It’s quite well known that squad building is one of my favourite aspects of our beloved game. How you do this is ultimately personal preference though, but one aspect is always consistent – assessing the current playing staff.
How can you do this though? Well, it’s not too hard if you know what you’re doing.
You need to look at the right statistics for this to make sense, so I’ll break this down even further. It becomes more complicated if you keep digging down, but I’ll keep this sensible.
Average rating is the easiest stat to understand. How good is a player on average? It changes depending on their squad role, a key player will play more than a backup and so a backup might have a higher average rating. This means always keep in mind how many games they have played. 7.00 across 40 games is more impressive than 7.10 across 4, for instance.
For attacking players, you should know what you expect from them – here is a list of useful stats you can find for your players – and others in the league for comparisons;
- Key Passes
- Pass Completion
- Cross Completion
- Shots on Target%
For players on your team, you can get key passes, goals, assists, and shots on target all per 90.
With defensive players, I will usually look at;
- Aerial duels won
- Pass Completion
- Mistakes/ mistakes leading to goals
and I will also look at the key and per 90 variants as well for a better overview of the players.
I’m not ageist in real life, but when it comes to Football Manager I prefer a younger squad. If an older statesman of the game is blocking the path for the worlds next best talent I’ll flog the old git and rejuvenate the side with youthful exuberance.
That last line isn’t a joke either, sometimes a squad needs to be rejuvenated. The added thrill of having a youth player come through can boost your sides, and your, morale.
At the end of every season, I look into my youth squads and see if someone is ready to make the step up. Sometimes a player will have surprised you by their performances on loan, or by their past 12 months development.
Your survival from relegation, or your title push, could hinge on shifting the old and grey and pushing a youngster onto greater things. On the flip side to this, you might keep your club legend around. Getting rid of fan favourites might be too much for your delicate heart.
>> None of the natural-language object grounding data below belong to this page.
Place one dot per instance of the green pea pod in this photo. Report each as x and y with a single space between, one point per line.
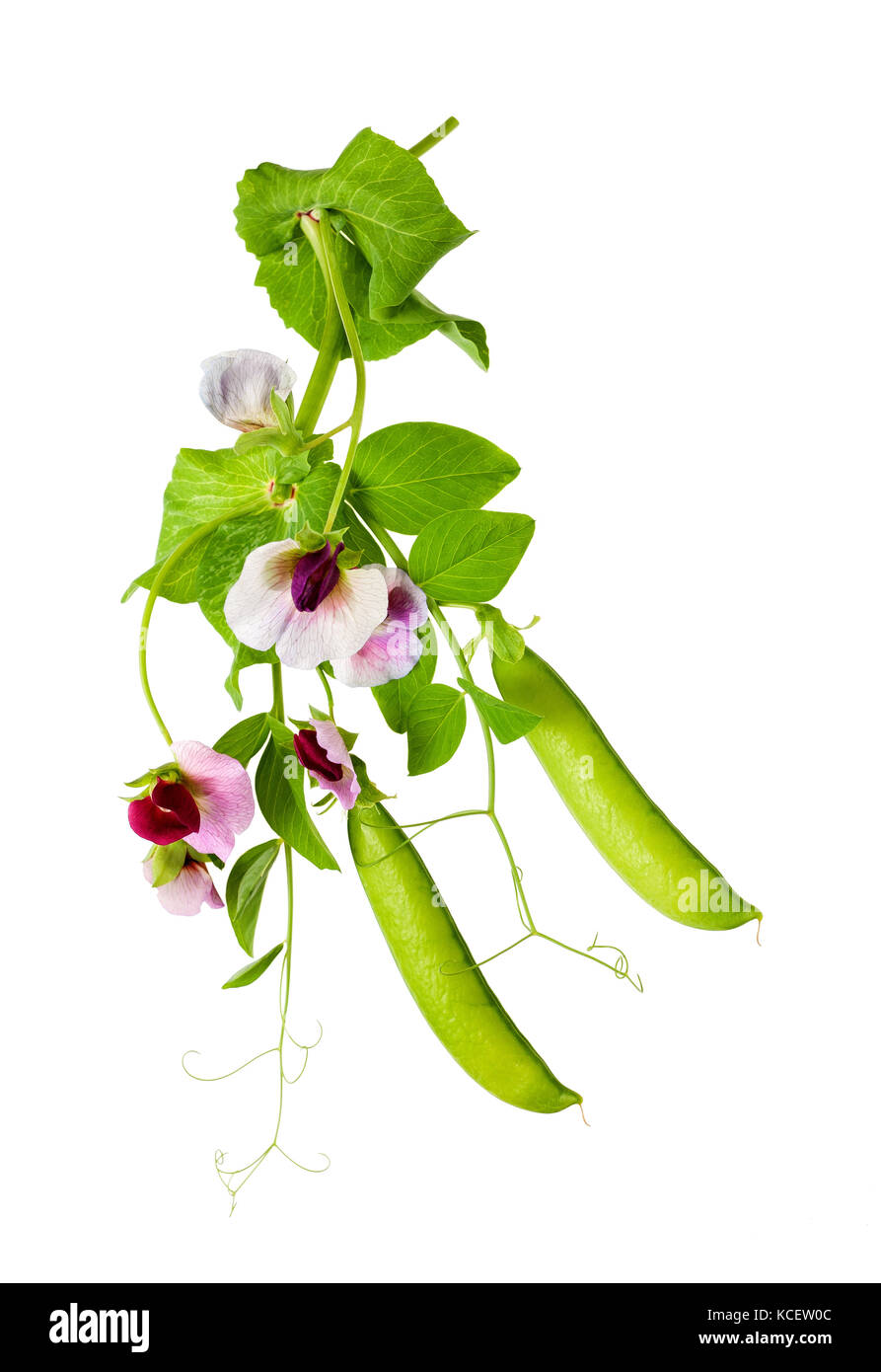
631 833
432 956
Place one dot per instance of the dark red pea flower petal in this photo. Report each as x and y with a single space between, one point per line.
315 576
313 756
164 816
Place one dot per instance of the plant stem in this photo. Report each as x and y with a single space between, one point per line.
172 560
432 139
277 710
324 370
446 632
322 238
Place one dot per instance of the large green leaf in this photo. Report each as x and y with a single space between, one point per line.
283 802
435 726
245 739
469 558
406 475
508 722
253 970
204 486
290 273
245 890
392 207
394 697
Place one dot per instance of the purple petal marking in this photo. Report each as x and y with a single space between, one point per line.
315 576
315 757
168 813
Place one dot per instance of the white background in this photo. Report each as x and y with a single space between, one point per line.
678 267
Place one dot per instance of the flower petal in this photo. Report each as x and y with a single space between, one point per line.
164 816
394 648
347 788
188 892
238 386
259 607
340 625
221 788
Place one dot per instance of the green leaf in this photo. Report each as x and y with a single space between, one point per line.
369 795
243 657
505 641
393 208
204 486
394 697
435 727
508 722
245 890
290 273
167 862
255 969
360 538
406 475
283 805
469 558
245 739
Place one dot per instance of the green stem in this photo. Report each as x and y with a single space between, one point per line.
327 689
277 710
172 560
324 370
446 632
432 139
322 236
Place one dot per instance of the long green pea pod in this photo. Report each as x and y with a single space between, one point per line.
438 969
607 800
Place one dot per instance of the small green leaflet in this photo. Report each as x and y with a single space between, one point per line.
435 726
505 640
255 969
245 739
245 890
508 722
406 475
467 558
283 802
243 657
394 697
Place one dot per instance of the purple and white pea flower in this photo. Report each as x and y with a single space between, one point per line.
238 387
394 648
311 611
304 604
326 757
189 890
210 800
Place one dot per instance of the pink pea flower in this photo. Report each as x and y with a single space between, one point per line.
210 801
326 757
189 890
304 604
238 386
394 648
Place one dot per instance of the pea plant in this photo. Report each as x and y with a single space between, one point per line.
288 541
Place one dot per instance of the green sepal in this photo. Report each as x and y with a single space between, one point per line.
280 795
369 795
283 414
168 861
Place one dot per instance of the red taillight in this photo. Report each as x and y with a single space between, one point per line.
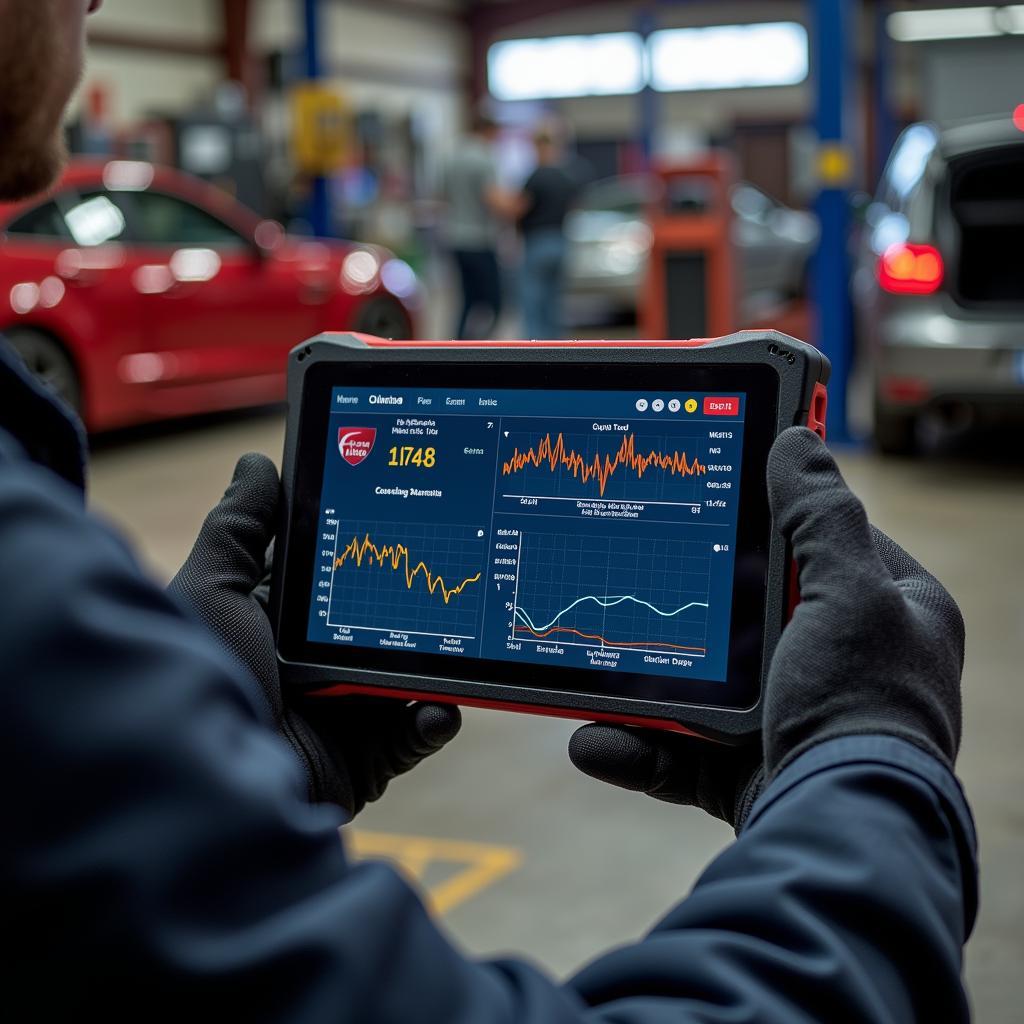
910 269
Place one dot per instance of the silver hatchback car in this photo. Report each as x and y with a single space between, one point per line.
939 282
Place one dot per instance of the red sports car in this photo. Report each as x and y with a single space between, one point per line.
140 293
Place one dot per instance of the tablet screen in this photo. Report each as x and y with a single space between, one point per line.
592 530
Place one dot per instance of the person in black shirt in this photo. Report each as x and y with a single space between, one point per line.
546 200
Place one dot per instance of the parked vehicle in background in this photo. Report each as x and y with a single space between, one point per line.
141 293
609 243
939 282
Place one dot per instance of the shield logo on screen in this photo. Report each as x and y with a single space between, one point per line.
355 443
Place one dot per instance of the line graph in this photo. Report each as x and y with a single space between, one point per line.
570 465
394 555
562 584
399 577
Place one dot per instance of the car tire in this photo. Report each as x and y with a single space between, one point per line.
895 433
384 318
48 361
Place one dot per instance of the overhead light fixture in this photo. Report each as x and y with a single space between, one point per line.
728 56
955 23
603 65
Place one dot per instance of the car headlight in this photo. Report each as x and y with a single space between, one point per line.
359 271
399 279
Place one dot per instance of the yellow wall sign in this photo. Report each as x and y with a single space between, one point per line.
835 165
322 128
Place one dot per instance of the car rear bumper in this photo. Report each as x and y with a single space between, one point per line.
930 359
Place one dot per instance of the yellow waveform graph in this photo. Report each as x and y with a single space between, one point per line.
396 557
556 455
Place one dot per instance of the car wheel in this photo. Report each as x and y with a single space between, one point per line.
49 363
384 318
895 433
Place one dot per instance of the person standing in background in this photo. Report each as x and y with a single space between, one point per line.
474 201
546 200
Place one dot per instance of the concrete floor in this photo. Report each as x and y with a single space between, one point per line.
596 866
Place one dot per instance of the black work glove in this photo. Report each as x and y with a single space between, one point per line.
351 748
876 646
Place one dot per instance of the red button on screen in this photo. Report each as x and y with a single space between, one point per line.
721 407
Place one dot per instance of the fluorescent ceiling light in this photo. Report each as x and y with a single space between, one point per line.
604 65
955 23
734 56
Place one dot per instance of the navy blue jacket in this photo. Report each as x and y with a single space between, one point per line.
160 859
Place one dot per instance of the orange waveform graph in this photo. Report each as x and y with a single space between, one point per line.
556 455
396 557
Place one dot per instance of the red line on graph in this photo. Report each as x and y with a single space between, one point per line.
554 454
607 643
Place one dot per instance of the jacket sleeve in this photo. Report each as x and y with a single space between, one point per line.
159 847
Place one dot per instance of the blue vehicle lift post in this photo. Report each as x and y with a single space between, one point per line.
833 25
320 206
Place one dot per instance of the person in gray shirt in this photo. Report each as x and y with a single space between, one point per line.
474 204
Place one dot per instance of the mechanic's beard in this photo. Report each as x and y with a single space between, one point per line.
33 152
31 166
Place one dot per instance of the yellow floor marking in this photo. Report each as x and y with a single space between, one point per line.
481 863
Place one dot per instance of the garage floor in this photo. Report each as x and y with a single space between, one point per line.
541 861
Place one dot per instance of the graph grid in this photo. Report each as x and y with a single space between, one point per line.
626 593
415 578
634 467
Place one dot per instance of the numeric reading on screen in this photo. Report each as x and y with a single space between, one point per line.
580 529
409 456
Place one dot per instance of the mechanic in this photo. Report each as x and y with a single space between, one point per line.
167 852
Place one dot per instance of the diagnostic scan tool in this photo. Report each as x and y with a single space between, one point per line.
572 528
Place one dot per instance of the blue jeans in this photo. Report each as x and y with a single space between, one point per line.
541 284
481 293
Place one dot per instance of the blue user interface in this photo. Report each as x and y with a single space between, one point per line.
583 529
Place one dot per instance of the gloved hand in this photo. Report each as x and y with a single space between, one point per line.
350 748
876 646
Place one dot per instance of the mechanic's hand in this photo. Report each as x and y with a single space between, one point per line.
350 748
875 646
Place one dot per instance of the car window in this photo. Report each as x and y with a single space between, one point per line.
43 222
166 220
92 218
751 203
627 195
906 165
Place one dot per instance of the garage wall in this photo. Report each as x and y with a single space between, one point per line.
140 81
389 58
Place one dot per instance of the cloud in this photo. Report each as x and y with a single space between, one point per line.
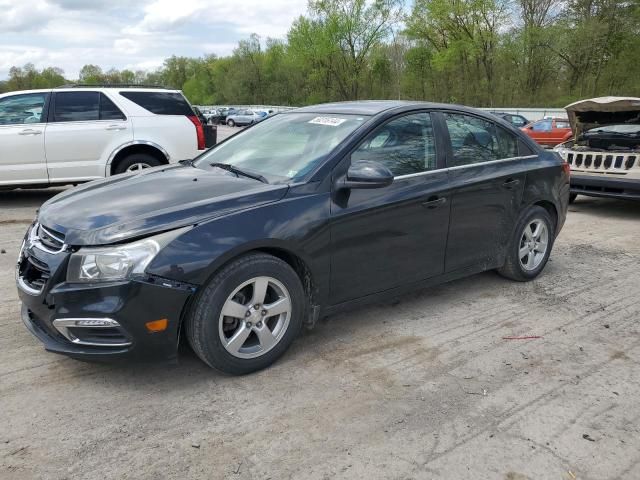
23 16
123 34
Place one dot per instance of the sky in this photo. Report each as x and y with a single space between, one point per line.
132 34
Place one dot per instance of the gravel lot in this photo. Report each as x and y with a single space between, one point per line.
425 387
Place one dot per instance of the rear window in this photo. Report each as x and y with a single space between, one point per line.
160 103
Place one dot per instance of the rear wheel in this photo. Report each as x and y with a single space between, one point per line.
136 163
530 246
247 315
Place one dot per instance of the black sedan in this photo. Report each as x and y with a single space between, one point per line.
308 213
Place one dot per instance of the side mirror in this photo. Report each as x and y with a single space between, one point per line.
367 174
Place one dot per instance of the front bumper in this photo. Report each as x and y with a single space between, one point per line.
131 304
612 186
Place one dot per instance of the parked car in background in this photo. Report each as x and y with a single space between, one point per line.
72 135
310 213
216 117
514 119
549 132
604 152
244 117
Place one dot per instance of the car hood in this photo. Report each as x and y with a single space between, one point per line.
158 199
597 112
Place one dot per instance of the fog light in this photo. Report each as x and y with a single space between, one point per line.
93 323
157 325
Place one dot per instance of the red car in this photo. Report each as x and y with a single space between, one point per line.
549 131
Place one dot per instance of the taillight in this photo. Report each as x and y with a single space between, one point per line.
199 131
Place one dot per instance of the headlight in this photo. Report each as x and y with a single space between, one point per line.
119 262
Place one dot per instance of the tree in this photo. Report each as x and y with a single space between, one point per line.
339 36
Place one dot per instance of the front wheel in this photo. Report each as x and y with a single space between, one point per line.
136 162
247 315
530 246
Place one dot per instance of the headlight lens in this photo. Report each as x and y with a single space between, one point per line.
105 264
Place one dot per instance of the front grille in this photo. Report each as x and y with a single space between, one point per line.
619 163
99 336
34 274
50 239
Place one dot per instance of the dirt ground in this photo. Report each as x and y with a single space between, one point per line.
422 388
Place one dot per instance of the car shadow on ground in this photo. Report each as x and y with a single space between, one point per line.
606 207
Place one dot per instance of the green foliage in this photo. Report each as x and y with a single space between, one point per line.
476 52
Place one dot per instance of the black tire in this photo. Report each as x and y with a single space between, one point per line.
512 268
136 158
202 321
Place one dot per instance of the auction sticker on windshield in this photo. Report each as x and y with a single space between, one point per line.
330 121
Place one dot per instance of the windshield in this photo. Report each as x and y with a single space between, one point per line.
284 147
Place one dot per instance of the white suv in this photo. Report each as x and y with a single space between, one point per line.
71 135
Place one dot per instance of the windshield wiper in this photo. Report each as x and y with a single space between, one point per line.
230 168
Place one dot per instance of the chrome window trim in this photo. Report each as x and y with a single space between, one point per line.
63 324
458 167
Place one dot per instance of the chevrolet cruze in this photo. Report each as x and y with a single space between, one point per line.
302 215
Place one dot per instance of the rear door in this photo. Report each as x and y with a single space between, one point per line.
387 237
487 176
22 126
84 128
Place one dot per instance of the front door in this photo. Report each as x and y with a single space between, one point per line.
387 237
22 127
487 177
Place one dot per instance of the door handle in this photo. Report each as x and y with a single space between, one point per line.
30 131
510 183
434 202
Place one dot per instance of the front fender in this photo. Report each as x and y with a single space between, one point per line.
298 225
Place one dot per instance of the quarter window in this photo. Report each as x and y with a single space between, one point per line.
108 109
77 106
474 140
160 103
21 109
405 145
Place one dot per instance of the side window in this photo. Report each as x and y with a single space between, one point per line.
21 109
160 103
474 140
518 121
76 106
405 145
108 109
542 126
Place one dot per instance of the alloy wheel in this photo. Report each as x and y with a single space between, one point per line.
136 167
533 244
255 317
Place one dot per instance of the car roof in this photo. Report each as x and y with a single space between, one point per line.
374 107
91 89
When you’re assessing your squad, take a fans perspective and realise that getting a club legend out of the club could be difficult for them.
There is nothing quite like a testimonial, after all.
Football clubs can get themselves into a bit of trouble if not well run, or even due to bad circumstances.
A couple of years ago I played as Sporting CP, where ticket prices where £1 and a season ticket went for as low as £5. We haemorrhaged money like nobodies business and I had to make upwards of £30M a season to keep the club afloat. When assessing the squad anyone with high wages or big value had to go. No matter how well they played, or how badly another performed, I had to sell for the good of the club.
You might look at contracts and decide that a player has bonuses way out of proportion, or the dreaded yearly wage rise. If these bonuses do not line up to your prefered style of contract, it could be time to renegotiate or ship them out.
You might have a style in mind, or you might want to replicate a team. 90s Milan and o jogo bonito are fun to try, but sometimes you get bored of it. You may want to try a new style or even the same style in a different formation. When changing tactics though, you may find that you don’t have the right kind of player. Young players have the Potential Ability to change position or role, but a more established player might not. This leaves you with a conundrum – try and force it, or sell the player?
Your financial situation, the attributes of the player or your sentimentality might swing it more than whether or not to sell a player when changing tactics.
I think most football fans are romantics at heart, but sometimes you have to accept that Football Manager is a computer game. It is decided on “dice rolls”, helped along by attributes. A player might be a cult hero for you, but upon promotion, there is a chance they just won’t cut it. You might have to accept that actually, that hero of yours doesn’t have the attributes to cut it at a higher level.
Think of it like this, Gary O’Neil got promoted in three successive seasons, and each time was let go. He was a great Championship mercurial hero for those he played for, but no one thought he could do it in the top flight.
There is always a better player out there, and you have to judge if it is worth it to get them in.